Wednesday, March 10, 2010
"Food smells good. So what's for dinner?"
"Rogan Josh", I say, with just that touch of airiness.
For unlike things like mutton kadhai, rogan josh has that very nice sound to it. Just say it 'Rogan Josh’. Sounds nice, doesn't it?
"Hmmm, it tastes very delicious", he says. "Hate to burst your bubble though, but this is not authentic rogan josh."
I stare at him, murder in my eyes.
"Rogan Josh", he continues, "does not have any onion or garlic or tomatoes, for that matter."
"Really? I can pull out the recipe and prove that this is rogan josh", I claim. "And how", I continue, with a touch of scorn, "Can you be so sure of what rogan josh contains?"

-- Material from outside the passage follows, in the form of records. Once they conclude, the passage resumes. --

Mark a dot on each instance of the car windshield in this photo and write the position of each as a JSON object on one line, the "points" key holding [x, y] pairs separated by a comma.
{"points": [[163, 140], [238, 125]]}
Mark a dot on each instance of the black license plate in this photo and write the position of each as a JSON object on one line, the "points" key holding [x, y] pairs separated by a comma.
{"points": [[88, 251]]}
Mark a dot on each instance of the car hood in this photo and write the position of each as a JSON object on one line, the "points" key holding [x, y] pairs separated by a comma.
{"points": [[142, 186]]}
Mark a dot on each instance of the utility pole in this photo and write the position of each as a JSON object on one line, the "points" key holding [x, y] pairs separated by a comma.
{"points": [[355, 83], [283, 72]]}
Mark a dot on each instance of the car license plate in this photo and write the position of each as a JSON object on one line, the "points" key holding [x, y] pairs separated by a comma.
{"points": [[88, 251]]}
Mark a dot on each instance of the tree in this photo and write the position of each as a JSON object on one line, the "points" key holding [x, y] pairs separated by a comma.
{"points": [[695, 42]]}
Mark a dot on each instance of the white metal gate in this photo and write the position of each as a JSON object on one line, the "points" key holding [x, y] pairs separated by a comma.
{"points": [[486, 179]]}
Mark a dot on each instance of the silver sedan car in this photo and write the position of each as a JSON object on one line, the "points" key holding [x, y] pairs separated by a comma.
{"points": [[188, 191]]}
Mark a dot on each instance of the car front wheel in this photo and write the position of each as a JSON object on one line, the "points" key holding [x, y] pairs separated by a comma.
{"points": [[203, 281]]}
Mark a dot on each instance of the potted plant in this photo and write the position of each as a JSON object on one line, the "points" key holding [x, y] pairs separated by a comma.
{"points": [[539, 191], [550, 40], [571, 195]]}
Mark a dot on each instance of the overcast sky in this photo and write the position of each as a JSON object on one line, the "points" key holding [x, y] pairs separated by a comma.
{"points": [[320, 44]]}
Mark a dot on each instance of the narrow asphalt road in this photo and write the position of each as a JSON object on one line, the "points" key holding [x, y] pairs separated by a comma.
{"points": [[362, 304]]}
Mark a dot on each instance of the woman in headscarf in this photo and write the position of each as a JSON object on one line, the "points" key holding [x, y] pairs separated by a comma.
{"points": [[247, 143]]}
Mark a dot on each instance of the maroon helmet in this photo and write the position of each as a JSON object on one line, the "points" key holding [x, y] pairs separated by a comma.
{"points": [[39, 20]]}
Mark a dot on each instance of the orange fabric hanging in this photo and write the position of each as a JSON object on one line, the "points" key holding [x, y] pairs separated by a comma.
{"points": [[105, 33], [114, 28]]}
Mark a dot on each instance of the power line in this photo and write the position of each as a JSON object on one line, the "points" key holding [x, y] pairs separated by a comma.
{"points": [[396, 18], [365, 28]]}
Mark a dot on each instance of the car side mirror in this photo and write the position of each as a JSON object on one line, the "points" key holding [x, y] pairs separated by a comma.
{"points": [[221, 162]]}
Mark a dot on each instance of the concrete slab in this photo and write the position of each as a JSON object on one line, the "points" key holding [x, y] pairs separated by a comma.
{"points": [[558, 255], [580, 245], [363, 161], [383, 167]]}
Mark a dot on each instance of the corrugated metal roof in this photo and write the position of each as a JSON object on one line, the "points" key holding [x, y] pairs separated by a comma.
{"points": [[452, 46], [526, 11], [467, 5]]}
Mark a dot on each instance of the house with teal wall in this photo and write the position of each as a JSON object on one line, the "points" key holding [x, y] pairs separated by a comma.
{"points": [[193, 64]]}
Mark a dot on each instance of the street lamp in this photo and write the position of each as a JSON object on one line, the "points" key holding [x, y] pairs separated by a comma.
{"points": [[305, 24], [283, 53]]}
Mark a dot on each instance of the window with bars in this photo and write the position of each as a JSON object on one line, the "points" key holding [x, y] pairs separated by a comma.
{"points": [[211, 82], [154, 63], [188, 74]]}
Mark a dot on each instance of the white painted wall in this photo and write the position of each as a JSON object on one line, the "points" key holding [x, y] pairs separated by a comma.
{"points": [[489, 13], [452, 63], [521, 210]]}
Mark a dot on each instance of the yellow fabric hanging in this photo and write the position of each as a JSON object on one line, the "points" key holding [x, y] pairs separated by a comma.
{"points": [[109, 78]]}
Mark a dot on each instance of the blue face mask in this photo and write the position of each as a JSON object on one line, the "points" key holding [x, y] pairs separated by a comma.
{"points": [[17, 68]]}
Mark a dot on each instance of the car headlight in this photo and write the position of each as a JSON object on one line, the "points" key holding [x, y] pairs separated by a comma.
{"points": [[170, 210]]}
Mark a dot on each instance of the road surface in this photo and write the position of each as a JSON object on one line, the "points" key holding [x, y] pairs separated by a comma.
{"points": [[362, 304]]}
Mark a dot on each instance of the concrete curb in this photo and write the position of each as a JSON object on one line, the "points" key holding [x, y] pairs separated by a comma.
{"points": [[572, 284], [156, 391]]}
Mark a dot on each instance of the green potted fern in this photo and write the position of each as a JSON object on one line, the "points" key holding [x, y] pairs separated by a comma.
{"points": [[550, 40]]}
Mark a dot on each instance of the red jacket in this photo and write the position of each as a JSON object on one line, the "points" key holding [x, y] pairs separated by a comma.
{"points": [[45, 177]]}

"Because a good friend in college was a Kashmiri Pandit. I have eaten at his place a dozen times. I do know what I am talking about, Kashmiri Pandits don't eat onions or garlic."

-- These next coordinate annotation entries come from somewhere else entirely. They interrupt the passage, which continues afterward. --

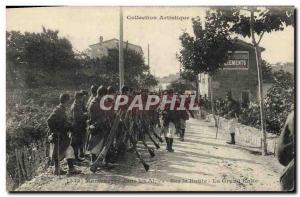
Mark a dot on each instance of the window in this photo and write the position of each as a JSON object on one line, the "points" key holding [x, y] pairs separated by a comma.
{"points": [[245, 97]]}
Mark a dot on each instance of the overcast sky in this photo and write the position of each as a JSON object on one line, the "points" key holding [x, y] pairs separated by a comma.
{"points": [[83, 26]]}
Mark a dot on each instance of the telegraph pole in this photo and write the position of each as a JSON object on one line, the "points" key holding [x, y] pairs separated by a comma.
{"points": [[121, 52], [148, 56]]}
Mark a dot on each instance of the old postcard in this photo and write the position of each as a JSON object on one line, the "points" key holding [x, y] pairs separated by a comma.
{"points": [[150, 99]]}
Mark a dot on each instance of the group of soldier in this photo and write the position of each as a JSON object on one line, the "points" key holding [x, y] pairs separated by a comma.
{"points": [[104, 136]]}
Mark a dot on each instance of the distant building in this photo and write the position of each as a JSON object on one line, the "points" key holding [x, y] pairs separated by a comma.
{"points": [[239, 76], [101, 48]]}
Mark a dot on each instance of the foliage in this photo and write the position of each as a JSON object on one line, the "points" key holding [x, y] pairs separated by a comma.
{"points": [[207, 51], [278, 103], [266, 19], [45, 59], [279, 100], [180, 86], [267, 73], [35, 59]]}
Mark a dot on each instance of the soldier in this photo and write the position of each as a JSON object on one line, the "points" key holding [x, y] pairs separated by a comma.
{"points": [[97, 127], [110, 116], [121, 134], [60, 146], [286, 152], [79, 115], [183, 117], [232, 111], [169, 119], [92, 96]]}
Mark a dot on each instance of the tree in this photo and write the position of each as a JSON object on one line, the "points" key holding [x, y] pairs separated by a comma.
{"points": [[39, 58], [137, 73], [207, 51], [254, 22], [267, 74], [279, 101]]}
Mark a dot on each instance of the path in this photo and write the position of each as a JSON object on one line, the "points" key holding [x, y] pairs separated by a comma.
{"points": [[200, 163]]}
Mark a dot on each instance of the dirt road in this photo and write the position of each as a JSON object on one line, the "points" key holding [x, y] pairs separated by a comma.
{"points": [[200, 163]]}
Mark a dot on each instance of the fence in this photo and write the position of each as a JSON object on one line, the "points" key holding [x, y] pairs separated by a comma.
{"points": [[246, 135], [24, 163]]}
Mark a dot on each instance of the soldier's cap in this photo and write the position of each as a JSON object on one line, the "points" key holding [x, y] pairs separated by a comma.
{"points": [[84, 92], [101, 91], [110, 90], [94, 89], [78, 95], [63, 98], [124, 89], [170, 91]]}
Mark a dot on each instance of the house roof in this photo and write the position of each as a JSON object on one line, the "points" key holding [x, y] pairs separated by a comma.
{"points": [[114, 39], [242, 42]]}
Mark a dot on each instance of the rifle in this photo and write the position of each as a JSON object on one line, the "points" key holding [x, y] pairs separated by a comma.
{"points": [[150, 137], [131, 139], [58, 160], [108, 143]]}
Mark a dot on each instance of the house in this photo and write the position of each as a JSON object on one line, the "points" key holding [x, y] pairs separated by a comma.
{"points": [[101, 48], [239, 75]]}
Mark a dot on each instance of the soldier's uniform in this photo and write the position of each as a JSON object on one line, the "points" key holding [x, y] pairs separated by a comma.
{"points": [[183, 116], [286, 153], [60, 141], [232, 111], [79, 115], [97, 128], [170, 118]]}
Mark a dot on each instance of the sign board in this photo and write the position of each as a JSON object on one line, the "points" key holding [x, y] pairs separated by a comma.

I was then convinced that he had a point. And that set me off on a quest for the recipe of the 'authentic' rogan josh. (Of course, my friend was of no help in sourcing the recipe from his friend's mom. He had lost touch with him years ago).

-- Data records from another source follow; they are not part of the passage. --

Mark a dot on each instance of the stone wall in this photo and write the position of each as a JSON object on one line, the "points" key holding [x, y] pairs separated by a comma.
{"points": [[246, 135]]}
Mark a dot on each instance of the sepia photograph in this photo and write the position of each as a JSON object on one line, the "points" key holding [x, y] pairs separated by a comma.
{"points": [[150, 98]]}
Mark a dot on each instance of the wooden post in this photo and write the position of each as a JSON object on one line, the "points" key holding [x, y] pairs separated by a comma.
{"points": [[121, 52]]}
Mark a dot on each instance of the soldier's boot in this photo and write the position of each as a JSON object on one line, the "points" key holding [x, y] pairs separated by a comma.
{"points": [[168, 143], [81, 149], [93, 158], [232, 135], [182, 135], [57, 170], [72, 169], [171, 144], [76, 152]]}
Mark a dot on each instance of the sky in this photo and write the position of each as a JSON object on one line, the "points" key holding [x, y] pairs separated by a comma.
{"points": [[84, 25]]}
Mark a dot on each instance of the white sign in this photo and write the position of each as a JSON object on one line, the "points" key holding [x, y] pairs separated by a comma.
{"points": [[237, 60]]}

Thank God, they invented google! With help from here and here, this is my version of rogan josh.
And while I am not laying claim to any authenticity, all I can say is when that same friend came over again, he thought that (finally) I had got it right!
Rogan josh has a very flavourful gravy with a very subtle taste from the use of various dry spices. If you are a vegetarian, use baby eggplants in place of the meat; the cooking time for the eggplant will be considerably less.
Goat meat/Lamb: 750 gms
Asafoetida: 1.5 tsps
Dry spice powders - Dried ginger powder, fennel seed powder, coriander seed powder: 1 tbsp each
Kashmiri red chilli powder: 2 tsps
Grated ginger: 1 tsp
Whole garam masala:
Cinnamon: a 2" piece
Cloves: 8 nos
Black cardamom: 4 nos
Green cardamom: 3 nos
Black peppercorns: 6
Yogurt: 3/4 cup (the yogurt has to be at room temperature)
Ghee: 4 tbsps
Salt: to taste
Saffron: 1 pinch, soaked in a tbsp of rosewater
Heat ghee and add the whole garam masala, saute for 30 seconds. Add 3/4 tsp of asafoetida and saute another 30 seconds.
Add 1 tsp of red chilli powder and immediately add the meat, stirring till the pieces are evenly browned on all sides. The meat will leave water, keep stirring till all the water has dried up. This will take about 12-15 minutes.
Meanwhile, whisk all the dry spice powders into the yogurt and add this to the lamb after the water has dried up. Stir till the yogurt has dried up and the masala coats the meat.
Add 2 cups of warm water, the grated ginger, the remaining asafoetida and the salt. Cover and cook on a very low flame till the meat is tender.
Remember we used only half the red chilli powder? Once the meat is cooked, add in the remaining red chilli powder, increase the heat and bring to a rapid boil. Your gravy will now look a fiery red with a thin film of oil on top.
Stir in the saffron soaked rosewater, cover and let the curry rest for a couple of hours so that all the flavours get infused into the meat.
Resist all temptation to cook it in a pressure cook. The flavours come out best when the meat is cooked over low heat. In fact, I transfer mine to a slow cooker when I add the water and cook it for about 5 hrs. Seriously, I do.
Rogan josh has a deep red colour that it gets from the use of ratanjot, a herb grown in Kashmir. If you manage to get some, add a tsp after the meat has cooked along with the remaining chilli powder.
I normally leave the cooked meat overnight in the fridge, I think it tastes better the next day. It also helps in another way - in the fridge, the ghee solidifies. Scoop that out with a spoon before heating.
Forget the rotis and the parathas, rogan josh is best had with plain white rice.
It is not just about the ingredients or the recipe, good food happens when it is served with love!!